Schorndorf

Krämermarkt in Schorndorf findet auch bei Alarmstufe statt

Kraemermarktschocorona
Auch im November 2020 konnte der Krämermarkt in Schorndorf stattfinden. © Gaby Schneider

Die Corona-Verordnungslage ist so komplex, dass auch die Verantwortlichen bei der Stadt Schorndorf sehr weit ausholen müssen und leicht ins Schwimmen kommen bei der Frage: Was ist, wenn die pandemische Alarmstufe in Baden-Württemberg kommt – kann dann der Krämermarkt am kommenden Mittwoch, 17. November (8 bis 18 Uhr), noch stattfinden, und wenn ja, warum? Nach kurzer Rücksprache mit dem Ordnungsamt dann aber die klare Antwort von Lars Scheel, dem Betriebsleiter des Eigenbetriebs Tourismus und Stadtmarketing.

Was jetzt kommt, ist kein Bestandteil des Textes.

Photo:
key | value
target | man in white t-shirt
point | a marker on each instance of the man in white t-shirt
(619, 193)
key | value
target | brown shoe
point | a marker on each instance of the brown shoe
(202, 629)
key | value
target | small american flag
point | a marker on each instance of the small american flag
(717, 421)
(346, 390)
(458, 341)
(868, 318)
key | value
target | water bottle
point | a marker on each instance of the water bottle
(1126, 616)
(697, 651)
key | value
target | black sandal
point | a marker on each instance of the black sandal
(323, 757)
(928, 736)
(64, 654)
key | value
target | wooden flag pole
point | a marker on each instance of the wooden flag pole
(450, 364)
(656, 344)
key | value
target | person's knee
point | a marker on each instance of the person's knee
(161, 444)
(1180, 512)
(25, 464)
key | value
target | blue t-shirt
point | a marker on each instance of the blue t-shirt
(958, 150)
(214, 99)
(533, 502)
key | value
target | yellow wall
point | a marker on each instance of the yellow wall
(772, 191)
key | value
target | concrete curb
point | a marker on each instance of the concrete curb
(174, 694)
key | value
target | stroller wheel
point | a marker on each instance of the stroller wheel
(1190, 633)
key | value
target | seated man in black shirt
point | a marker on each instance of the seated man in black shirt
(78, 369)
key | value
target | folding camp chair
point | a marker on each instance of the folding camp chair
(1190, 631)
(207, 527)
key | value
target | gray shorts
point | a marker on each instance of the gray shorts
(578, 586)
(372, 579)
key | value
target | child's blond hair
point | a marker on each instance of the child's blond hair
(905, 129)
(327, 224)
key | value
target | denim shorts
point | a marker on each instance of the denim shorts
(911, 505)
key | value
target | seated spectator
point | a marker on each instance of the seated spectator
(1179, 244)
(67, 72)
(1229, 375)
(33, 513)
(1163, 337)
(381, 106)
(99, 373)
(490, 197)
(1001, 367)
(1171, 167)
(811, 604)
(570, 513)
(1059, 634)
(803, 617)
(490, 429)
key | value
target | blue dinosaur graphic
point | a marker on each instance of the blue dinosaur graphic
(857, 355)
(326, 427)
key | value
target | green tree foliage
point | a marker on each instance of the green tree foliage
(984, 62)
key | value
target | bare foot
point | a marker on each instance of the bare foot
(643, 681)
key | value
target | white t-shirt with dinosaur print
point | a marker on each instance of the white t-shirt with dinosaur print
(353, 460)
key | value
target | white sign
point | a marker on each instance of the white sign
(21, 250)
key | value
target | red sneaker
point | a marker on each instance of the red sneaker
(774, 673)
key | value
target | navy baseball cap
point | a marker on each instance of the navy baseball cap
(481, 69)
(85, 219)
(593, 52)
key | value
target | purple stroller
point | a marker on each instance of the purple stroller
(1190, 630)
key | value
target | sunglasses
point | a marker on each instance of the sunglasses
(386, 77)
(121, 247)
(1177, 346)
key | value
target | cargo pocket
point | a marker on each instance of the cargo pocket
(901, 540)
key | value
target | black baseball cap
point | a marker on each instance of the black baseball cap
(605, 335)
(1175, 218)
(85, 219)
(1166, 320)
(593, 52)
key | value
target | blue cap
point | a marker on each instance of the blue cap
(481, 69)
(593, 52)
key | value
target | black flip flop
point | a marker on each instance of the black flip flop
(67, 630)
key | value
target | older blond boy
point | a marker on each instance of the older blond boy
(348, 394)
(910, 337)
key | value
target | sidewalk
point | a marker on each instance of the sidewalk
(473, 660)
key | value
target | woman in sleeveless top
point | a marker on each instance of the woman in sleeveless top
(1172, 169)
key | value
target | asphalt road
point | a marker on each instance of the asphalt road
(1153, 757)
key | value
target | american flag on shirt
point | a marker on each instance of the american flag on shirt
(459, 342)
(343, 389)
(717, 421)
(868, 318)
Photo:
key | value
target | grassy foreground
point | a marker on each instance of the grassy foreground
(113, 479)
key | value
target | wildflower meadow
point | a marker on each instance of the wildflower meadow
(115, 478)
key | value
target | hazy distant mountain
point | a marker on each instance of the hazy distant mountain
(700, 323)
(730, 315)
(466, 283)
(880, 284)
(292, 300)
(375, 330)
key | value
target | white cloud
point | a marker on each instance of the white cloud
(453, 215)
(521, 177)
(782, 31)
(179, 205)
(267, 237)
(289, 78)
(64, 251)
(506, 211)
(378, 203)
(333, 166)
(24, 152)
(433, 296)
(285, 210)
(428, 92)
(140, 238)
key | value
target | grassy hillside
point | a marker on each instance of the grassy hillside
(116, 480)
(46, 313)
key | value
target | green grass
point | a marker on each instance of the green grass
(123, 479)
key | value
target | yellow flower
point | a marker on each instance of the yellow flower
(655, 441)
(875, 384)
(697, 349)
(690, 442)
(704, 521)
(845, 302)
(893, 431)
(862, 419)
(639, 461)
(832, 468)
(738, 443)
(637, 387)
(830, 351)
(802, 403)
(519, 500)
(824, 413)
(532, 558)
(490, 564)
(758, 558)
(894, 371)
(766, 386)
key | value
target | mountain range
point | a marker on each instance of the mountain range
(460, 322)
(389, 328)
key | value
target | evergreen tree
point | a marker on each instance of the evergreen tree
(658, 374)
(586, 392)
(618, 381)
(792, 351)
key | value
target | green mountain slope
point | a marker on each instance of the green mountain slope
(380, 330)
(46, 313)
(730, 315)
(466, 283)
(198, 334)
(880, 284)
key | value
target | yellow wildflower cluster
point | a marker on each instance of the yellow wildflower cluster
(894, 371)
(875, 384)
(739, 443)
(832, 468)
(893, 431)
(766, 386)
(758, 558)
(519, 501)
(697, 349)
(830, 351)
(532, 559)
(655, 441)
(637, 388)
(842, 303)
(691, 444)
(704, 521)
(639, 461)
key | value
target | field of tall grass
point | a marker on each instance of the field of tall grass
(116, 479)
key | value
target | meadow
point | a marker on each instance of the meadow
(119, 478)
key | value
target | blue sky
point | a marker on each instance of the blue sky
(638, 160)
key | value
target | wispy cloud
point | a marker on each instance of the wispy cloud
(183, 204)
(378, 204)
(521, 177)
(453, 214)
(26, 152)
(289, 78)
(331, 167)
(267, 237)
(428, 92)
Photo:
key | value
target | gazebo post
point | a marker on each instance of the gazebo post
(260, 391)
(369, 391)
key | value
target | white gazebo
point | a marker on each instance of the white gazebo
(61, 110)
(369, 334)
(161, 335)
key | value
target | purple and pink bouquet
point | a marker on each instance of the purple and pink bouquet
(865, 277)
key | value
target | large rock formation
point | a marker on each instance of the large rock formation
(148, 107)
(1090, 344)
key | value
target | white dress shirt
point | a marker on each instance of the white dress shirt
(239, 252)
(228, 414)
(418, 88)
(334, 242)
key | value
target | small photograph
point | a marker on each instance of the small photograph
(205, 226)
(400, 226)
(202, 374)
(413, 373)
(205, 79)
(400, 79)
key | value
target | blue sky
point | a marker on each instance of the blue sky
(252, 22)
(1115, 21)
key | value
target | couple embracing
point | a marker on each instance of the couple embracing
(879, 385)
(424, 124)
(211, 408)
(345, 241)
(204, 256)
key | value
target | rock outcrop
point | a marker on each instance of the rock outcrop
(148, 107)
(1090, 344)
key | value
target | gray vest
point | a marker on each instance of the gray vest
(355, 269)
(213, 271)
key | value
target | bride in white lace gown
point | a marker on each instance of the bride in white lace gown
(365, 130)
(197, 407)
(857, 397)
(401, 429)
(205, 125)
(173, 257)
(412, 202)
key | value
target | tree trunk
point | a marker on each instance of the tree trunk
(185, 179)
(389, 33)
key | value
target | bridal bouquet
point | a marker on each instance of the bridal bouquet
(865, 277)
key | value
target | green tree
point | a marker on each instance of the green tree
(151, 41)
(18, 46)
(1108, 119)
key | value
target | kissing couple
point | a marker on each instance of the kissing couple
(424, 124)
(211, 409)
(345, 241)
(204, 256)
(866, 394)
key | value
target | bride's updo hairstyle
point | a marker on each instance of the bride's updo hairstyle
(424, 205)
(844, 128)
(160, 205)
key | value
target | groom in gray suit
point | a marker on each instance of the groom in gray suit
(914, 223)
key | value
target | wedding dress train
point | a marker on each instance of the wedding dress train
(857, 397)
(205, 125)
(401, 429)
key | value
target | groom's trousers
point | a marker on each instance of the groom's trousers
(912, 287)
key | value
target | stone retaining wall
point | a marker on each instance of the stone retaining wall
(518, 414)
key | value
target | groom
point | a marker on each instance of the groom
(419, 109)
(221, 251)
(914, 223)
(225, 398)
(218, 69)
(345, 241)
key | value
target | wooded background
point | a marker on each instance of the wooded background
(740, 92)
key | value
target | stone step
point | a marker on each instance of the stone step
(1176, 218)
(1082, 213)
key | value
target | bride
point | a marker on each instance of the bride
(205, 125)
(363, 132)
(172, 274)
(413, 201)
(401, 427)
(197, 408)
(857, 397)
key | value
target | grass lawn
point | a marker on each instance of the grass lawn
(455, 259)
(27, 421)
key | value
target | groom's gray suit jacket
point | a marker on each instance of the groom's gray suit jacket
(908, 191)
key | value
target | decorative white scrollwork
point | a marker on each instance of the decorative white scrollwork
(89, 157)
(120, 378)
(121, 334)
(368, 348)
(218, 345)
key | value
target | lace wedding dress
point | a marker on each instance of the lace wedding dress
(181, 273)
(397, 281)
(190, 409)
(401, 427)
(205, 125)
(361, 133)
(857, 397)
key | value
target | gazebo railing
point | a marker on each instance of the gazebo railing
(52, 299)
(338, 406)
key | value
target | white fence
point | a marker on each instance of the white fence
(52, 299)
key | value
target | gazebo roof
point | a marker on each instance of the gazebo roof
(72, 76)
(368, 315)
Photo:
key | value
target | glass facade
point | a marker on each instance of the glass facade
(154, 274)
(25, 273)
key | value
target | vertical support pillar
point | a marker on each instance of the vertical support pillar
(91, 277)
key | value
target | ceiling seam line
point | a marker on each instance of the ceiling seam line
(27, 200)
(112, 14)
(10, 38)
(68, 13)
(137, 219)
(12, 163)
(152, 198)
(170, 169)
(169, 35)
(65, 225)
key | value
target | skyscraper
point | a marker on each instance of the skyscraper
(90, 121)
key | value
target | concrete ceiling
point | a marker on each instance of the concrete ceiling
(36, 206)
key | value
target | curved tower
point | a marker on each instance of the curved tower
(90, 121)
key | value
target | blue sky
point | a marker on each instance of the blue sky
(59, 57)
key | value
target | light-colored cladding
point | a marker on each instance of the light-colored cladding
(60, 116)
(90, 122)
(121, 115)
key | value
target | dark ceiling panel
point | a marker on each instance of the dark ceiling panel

„Ich kann natürlich nicht in die Zukunft blicken“, schränkt Scheel ein. Und die Corona-Lage entwickle sich ja derzeit extrem dynamisch. Aber, Stand jetzt, könne und werde der Markt stattfinden, auch wenn vorher die Alarmstufe in Kraft tritt. Die Regeln lassen das zu, erklärt er, weil das Angebot dort ausschließlich der Grundversorgung, dem „Warenverkauf an Endverbraucher“, dient, so die Formulierung in der Verordnung, und weil er sich im Freien abspielt. Deswegen ist er nicht tangiert von 3G- oder 2G-Vorschriften, die bei Warn- und Alarmstufe in Baden-Württemberg greifen. Wäre das so und müsste man Impf- oder Genesenenstatus von Marktbesuchern kontrollieren, wäre er nicht möglich, sagt Lars Scheel. „Wir können bei der großen Fläche keinen Zaun drumrum machen.“

Das heißt, jeder, unabhängig von seinem Impf- oder Genesenenstatus, kann am Mittwoch den Krämermarkt besuchen. Wichtig nur: Sicherheitsabstand von 1,5 Metern einhalten und, wo das nicht geht, Maske tragen.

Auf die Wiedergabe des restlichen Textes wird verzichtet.